The trained model is contained in the subdirectory filter-bert
. In
order to run it on a set of verses, execute:
python embed_and_find_sim.py -i INPUT_FILE -m filter-bert
The script will print line cosine similarities on standard output. You
can also save the BERT embeddings to a file using the option
-e EMBEDDINGS_FILE
. For more options, run:
python embed_and_find_sim.py --help
.
It is recommended to use Anaconda for managing dependencies. Use the file
env.yaml
to create an environment:
conda env create --name filter-bert --file=env.yaml
The model can be trained with the following command:
python train.py -i INPUT_FILE -m BASE_MODEL -o OUTPUT_DIR
This will pull the BASE_MODEL
(e.g. TurkuNLP/bert-base-finnish-uncased-v1
)
from HuggingFace, fine-tune it using the supplied training data and save
the fine-tuned model in OUTPUT_DIR
.
It is recommended to run the fine-tuning on a GPU-equipped machine.

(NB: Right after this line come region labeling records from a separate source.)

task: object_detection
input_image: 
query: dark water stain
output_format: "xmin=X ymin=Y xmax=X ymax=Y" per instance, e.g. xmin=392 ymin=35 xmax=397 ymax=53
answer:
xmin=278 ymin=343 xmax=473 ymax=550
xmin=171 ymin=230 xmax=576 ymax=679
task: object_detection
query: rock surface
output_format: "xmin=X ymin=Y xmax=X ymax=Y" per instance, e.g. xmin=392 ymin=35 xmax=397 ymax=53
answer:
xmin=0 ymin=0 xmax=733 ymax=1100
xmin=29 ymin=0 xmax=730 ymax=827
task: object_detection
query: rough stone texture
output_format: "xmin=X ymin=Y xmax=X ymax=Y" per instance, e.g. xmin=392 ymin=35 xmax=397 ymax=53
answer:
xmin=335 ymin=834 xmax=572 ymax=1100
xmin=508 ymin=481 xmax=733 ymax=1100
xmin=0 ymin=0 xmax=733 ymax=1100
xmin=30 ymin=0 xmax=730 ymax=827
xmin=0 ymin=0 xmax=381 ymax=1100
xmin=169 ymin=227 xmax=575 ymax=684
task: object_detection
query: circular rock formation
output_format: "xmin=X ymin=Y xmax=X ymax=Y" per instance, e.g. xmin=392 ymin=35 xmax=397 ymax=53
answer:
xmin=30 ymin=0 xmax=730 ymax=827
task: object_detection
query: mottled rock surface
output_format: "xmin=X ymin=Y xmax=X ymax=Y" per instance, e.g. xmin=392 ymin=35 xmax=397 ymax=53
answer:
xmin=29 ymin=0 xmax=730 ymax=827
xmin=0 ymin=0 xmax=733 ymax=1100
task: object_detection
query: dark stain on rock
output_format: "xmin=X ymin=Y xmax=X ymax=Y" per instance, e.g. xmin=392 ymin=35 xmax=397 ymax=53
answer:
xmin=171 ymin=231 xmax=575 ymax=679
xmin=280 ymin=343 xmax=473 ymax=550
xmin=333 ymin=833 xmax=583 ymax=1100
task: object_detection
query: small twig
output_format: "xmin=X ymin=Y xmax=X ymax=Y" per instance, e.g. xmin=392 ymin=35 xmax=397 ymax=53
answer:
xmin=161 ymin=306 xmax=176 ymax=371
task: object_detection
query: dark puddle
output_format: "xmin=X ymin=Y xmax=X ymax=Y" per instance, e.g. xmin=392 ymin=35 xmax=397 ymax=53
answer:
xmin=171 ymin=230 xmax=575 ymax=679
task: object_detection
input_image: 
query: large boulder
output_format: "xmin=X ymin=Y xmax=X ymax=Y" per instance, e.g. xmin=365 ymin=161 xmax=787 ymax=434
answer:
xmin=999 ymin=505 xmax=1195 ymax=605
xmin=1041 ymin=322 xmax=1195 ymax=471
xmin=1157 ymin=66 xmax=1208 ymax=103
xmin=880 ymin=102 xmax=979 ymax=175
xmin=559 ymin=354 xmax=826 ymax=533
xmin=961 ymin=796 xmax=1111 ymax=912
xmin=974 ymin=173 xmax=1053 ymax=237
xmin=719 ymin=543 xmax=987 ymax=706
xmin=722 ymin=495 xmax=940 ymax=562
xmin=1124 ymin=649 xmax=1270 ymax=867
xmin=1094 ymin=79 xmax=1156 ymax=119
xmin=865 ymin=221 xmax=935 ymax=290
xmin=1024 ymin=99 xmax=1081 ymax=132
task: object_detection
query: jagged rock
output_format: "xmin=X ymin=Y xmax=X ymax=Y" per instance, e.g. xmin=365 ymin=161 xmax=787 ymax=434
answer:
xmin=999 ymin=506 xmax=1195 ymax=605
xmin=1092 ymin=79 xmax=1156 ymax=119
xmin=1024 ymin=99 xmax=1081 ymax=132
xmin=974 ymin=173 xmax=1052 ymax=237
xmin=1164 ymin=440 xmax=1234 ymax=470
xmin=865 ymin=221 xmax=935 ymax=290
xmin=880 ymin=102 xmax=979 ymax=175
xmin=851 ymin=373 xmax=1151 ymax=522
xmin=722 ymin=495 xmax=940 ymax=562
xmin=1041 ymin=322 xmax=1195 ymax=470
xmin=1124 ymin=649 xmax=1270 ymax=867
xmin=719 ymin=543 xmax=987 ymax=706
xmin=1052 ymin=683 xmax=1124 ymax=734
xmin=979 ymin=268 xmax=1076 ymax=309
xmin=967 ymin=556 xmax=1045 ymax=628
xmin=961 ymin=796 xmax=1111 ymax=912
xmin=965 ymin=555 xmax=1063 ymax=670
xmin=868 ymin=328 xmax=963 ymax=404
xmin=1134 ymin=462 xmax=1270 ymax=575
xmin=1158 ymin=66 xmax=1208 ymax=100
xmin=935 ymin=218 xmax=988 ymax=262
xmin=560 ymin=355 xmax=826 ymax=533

The input file must be a CSV file containing one verse per row, with a
text
column containing the verse text. The individual words in the
text should be separated by underscores. A sample of the input file
looks like this:
poem_id,pos,text
skvr01100010,1,vaan_se_on_vanha_väinämöinen
skvr01100010,2,lähtiäksensä_käkesi
skvr01100010,3,tullaksensa_toivotteli
skvr01100010,4,luotolah_lankohinsa
skvr01100010,5,väinöläh_sisärihinsä